Au plan diplomatique, les années 1944-1947 constituent une véritable charnière pour la Belgique. Les Britanniques refusent en effet aux Belges – qui composent pourtant un tiers des troupes alliées stationnées en Allemagne - un secteur d’occupation le long de leurs frontières, ce qui était leur vœux affirmé, et leur imposent une zone d’occupation éloignée, s’étendant jusqu’en Westphalie à 200 kilomètres à l’est du Rhin. Une catastrophe pour la Belgique, qui réalise pour la première fois que sa voix n’est plus prise en compte et qu’elle n’est plus en mesure d’imposer ses vues. Ce constat amer, les Britanniques, épuisés par 5 années de guerre et dont l’économie est exsangue, le feront en 1948 quand ils comprendront à leur tour que le centre de gravité de la politique étrangère belge a migré clairement de Londres vers Washington…

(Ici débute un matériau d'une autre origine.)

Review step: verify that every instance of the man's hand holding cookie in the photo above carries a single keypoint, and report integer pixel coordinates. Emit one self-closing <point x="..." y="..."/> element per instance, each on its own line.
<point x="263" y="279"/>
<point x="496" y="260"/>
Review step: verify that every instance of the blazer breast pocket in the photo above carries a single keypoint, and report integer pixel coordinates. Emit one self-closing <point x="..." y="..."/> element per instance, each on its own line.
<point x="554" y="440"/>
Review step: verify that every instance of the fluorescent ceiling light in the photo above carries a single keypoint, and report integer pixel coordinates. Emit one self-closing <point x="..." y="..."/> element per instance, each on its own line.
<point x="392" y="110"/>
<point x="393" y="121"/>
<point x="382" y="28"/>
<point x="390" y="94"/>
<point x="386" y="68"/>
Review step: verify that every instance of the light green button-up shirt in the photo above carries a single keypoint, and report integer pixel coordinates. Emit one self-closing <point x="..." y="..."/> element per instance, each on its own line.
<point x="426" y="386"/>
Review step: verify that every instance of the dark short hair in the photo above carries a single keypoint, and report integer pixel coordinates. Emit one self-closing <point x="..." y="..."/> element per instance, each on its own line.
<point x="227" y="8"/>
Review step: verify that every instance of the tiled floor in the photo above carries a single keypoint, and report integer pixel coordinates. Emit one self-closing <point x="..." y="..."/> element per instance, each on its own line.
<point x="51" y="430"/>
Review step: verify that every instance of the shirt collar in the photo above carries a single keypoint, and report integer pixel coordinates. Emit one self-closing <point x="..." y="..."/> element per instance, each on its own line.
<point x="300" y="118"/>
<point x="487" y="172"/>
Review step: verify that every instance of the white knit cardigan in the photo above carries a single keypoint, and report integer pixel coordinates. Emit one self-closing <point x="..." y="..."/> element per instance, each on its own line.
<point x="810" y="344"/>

Le traité belgo-allemand de 1956

anerouxLa seconde partie de l’étude de Christoph Brüll, de 1949 à 1958, rejoint maintenant une histoire diplomatique plus classique, où la perspective des «concernés» apparaît moins prégnante. L’ultime étape marquante des relations belgo-allemandes est assurément le traité belgo-allemand de 1956, soit deux ans après l’échec de la CED (Communauté européenne de défense), un an après le recouvrement complet par l’Allemagne de sa souveraineté et la même année que l’opération de Suez. On se souvient que les Etats-Unis avaient purement et simplement imposé la fin de l’opération menée par les Français, les Britanniques et les Israéliens… Le monde change de visage, les blocs se forment, les anciens acteurs cèdent leur place aux Etats-Unis, la décolonisation n’est plus très loin, le traité de Rome (1957) sera bientôt signé… «Ce n’est donc pas un hasard si le traité entre la Belgique et l’Allemagne est signé à ce moment-là, explique Christophe Brüll, mais il est loisible de remarquer malgré tout qu’il intervient avant ceux que les Français (traité de l’Elysée de 1963) et les Néerlandais ont conclus avec les Allemands. Ce traité de 1956 règle la question frontalière en rendant les territoires placés sous administration militaire à l’Allemagne et comporte plusieurs autres volets, dont la culture et des compensations pour les victimes du nazisme. Il revêt une importance particulière dans les relations entre les deux pays, parce que c’est la première fois que les frontières, qui sont officiellement ouvertes, sont définies librement et que tout ce qui avait pu poser problème dans l’entre-deux-guerres (la Vennbahn, les contrôles douaniers, etc.) a été aplani.» En synthèse, on relèvera que tant la volonté politique affichée des deux côtés que le contexte politique général et de guerre froide ont permis cette réconciliation et ce succès politique. Sur le plan sociétal, en revanche, les choses sont sans doute plus nuancées, ces questions étant souvent plus difficilement accessibles à l’historien. «Durant ce processus d’apprentissage mutuel, conclut Christoph Brüll, on a à l’évidence voulu éviter les erreurs de l’entre-deux-guerres et les sentiments de vengeance. Les ressentiments sont là – le contraire eut été improbable -, mais les impulsions politiques, émanant notamment d’un Paul-Henri Spaak, se sont avérées le meilleur moyen pour éviter de sombrer à nouveau dans les affres du passé.»